© David Anémian
ƒƒƒ Article de Corinne François-Denève
Avant de se lancer sur le « marché » du théâtre, les élèves de l’ENSATT se produisent dans un atelier-spectacle marquant la fin de leurs études. Jean-Pierre Vincent a choisi de les faire travailler autour du thème de l’argent-roi – rien d’étonnant dans notre ( ?) start-up nation made in 2018. Trois textes s’enchaînent : « Le discours sur l’origine des richesses » de Jean-Jacques Rousseau, texte retors et cynique sur la charité bien ordonnée et la fortune, dit face public en ouverture du spectacle, Le Chemin de fortune, sotie peu connue de Marivaux, succession de saynètes qui mettent en scène des allégories, et Le Legs du même Marivaux, pièce dans laquelle la promesse de 200 000 francs vient semer la perturbation dans les amours de trois couples, quatre maîtres et deux domestiques.

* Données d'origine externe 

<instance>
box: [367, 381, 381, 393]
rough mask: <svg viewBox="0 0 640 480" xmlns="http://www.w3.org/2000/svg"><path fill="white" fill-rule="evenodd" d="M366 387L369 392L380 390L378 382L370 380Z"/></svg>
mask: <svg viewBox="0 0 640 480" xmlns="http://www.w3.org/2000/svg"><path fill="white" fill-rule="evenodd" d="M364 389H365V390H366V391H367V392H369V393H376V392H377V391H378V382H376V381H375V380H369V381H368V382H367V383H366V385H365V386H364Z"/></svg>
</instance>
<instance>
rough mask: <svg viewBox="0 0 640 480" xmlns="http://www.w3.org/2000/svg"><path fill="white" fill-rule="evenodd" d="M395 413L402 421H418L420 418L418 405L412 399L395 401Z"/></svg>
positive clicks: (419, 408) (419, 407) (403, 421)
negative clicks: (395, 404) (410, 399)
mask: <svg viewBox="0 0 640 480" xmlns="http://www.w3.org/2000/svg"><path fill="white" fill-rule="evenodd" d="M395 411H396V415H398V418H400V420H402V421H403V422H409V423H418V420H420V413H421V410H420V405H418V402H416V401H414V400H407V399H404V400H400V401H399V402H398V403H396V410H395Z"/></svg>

L’ENSATT forme des comédiens et comédiennes, mais aussi des costumiers, des scénographes, des administrateurs, des régisseurs… Cette « restitution » de travaux d’élèves, en conséquence, est un spectacle remarquablement abouti, qui ferait rougir bien des productions « professionnelles ». Rien à dire sur les lumières et les sons. Il n’y a pas un centimètre de trop à la petite chaussure noire de « Scrupule » ; il ne manque pas le moindre petit brin d’herbe folle au bas des pierres tombales du Chemin de fortune. La serre du Legs, chargée de plantes vertes, la longue table en avant-scène, la table ronde au lointain, le petit canapé à jardin, le seau à champagne avec le bon nombre de glaçons qui feront juste le bon bruit quand on y reposera la bouteille sont tout simplement parfaits. Les acteurs et actrices, dans la fougue de leur jeunesse, jouent une partition parfois inégale, mais forcément riche de promesses.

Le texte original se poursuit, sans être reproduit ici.